The other sticking point for industry analysts like Gordon was price. Mayer is a $ 1.1 billion company that has sold about 40% of its annual revenue, which Gordon says looks small.
âWe don’t know what their EBITDA is, but that means it was bought at a discount,â he says. âWhy would you want to sell at a discount? “
Sign of other offers to come?
Like any mega-distribution agreement, the acquisition of Mayer by Rexel raises questions about further consolidation in the electrical circuit and beyond. Gordon says when discussing the news of the deal with a distributor, this executive told him, âWell, this is a signal I should sell. “
âThere will be other potential sellers who will look at this deal and say, ‘Maybe I would like to sell too,’ Gordon adds. âThe challenge for some of them is where do they stand with a strategic acquirer? If someone is in a big market and all the strategic acquirers are already there, who needs them? But there will be more offers in 2021.
Gunderson agrees that this transaction has the potential to fuel mergers and acquisitions, and even trigger changes in the buying group landscape, of which Mayer is a major player.

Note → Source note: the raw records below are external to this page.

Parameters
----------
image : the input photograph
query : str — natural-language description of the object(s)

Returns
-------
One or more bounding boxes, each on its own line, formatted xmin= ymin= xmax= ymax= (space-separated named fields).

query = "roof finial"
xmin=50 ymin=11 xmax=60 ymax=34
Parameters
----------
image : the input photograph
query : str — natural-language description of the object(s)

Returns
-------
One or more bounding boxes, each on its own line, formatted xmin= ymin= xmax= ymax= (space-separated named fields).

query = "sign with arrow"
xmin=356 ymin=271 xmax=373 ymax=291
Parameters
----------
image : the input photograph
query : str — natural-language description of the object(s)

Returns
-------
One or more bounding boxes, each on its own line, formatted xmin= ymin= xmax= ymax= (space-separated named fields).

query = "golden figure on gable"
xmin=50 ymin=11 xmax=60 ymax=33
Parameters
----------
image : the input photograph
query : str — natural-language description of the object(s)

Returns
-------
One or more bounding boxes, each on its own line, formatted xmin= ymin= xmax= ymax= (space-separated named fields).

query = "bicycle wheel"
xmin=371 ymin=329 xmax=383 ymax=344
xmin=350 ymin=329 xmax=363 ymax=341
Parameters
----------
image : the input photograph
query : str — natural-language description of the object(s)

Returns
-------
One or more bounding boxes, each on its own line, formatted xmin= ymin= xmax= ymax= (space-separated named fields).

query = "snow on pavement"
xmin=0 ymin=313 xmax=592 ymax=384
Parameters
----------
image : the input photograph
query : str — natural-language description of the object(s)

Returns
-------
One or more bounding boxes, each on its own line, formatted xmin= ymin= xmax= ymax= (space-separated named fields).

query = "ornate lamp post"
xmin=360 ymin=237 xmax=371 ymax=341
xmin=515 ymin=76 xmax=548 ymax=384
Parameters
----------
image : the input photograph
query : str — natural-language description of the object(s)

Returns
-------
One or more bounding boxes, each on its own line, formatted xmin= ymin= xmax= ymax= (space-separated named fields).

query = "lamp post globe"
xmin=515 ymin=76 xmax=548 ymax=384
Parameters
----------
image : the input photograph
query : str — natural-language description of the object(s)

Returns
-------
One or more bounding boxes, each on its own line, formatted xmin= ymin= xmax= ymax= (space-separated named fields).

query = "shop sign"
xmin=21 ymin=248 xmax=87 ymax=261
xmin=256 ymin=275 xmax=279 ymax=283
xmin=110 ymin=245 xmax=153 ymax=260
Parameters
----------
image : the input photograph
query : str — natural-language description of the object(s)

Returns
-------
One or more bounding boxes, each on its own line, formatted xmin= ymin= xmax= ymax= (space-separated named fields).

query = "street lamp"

âThe biggest ripple in the pond that I see will be in the buying groups, because Mayer is a major distributor of IMARK,â he says. âDoes this partnership continue, and if not, how does it affect the Distributors who are part of IMARK and the Affiliate Distributors? This could cause more distributors to move between groups or consider selling. To me, this move is like a move from Texas or Oklahoma to the SEC. This will likely cause more distributors to switch conferences.
We always welcome suggestions for âBehind the Dealâ, the MDM series that delves deeply into market changes in wholesale distribution. E-mail [email protected] to be present.